The right to freedom of expression is particularly important for journalists and other people working in the media. They must be free to criticise the state without fear of prosecution – this is an important feature of a democratic society. However, the media does have to bear in mind other human rights, such as a person’s right to respect for their private life.
The law also protects your freedom to receive information from other people by, for example, being part of an audience or reading a magazine.
Although you have the freedom to express your views and beliefs, you have a duty to behave responsibly and to respect other people’s rights.
Public authorities may restrict your right to freedom of expression if they can show that their action has a proper basis in law, and is necessary and ‘proportionate’ in order to:
- protect national security, territorial integrity or public safety
- prevent disorder or crime
- protect health or morals
- protect the rights and reputations of other people
- prevent the disclosure of information received in confidence
- maintain the authority and impartiality of the judiciary.
It may be permissible to restrict your freedom of expression if, for example, you express views that encourage racial or religious hatred.
However, the relevant public authority must show that the restriction is ‘proportionate’, in other words the restriction must be no more than is necessary, appropriate and not excessive in the circumstances.
Article 10: Freedom of expression
1. Everyone has the right to freedom of expression. This right shall include freedom to hold opinions and to receive and impart information and ideas without inference by public authority and regardless of frontiers. This Article shall not prevent States from requiring the licensing of broadcasting, television or cinema enterprises.

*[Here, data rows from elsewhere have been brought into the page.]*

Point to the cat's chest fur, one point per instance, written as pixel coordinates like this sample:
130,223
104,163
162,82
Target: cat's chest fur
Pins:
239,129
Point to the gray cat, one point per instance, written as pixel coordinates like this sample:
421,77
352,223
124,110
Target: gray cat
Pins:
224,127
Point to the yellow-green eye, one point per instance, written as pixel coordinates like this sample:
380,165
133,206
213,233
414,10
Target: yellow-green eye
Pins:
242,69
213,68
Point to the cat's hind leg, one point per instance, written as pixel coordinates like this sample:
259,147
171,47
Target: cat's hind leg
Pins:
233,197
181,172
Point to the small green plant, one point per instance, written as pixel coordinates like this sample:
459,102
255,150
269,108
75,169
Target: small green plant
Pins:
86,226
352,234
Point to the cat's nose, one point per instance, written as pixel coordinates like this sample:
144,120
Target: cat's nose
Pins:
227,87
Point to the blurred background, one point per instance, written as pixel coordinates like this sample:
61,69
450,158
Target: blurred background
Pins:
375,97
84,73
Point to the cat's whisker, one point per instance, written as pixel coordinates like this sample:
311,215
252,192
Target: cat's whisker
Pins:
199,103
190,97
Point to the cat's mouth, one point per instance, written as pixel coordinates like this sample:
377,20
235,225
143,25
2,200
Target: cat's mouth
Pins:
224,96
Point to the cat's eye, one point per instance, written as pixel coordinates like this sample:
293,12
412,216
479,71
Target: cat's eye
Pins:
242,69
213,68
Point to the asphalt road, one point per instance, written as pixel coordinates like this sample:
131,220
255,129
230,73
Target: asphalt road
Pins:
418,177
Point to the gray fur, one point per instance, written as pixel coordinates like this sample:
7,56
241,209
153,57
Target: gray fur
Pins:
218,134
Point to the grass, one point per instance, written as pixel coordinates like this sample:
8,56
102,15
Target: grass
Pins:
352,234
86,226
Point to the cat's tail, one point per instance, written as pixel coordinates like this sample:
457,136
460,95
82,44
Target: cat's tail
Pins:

2. The exercise of these freedoms, since it carries with it duties and responsibilities, may be subject to such formalities, conditions, restrictions or penalties as are prescribed by law and are necessary in a democratic society, in the interests of national security, territorial disorder or crime, for the protection of health or morals, for the protection of the reputation or rights of others, for preventing the disclosure of information received in confidence, or for maintaining the authority and impartiality of the judiciary.
Observer and The Guardian v United Kingdom (1991)
The Guardian and The Observer newspapers published some excerpts from Peter Wright’s book Spycatcher, which contained material alleging that MI5 had conducted unlawful activities. The government succeeded in obtaining an injunction preventing further publication until proceedings relating to a breach of confidence had been concluded. Subsequently the book was published in other countries and then in the UK. The Guardian complained that the continuation of the injunction infringed the right to freedom of expression in Article 10.
The European Court of Human Rights held that although the injunction was lawful, as it was in the interests of national security, once the book had been published, there was insufficient reason for continuing the publication ban. The injunction should have been discharged once the information was no longer confidential.
(Case summary taken from Human rights, human lives, Department for Constitutional Affairs, 2006.)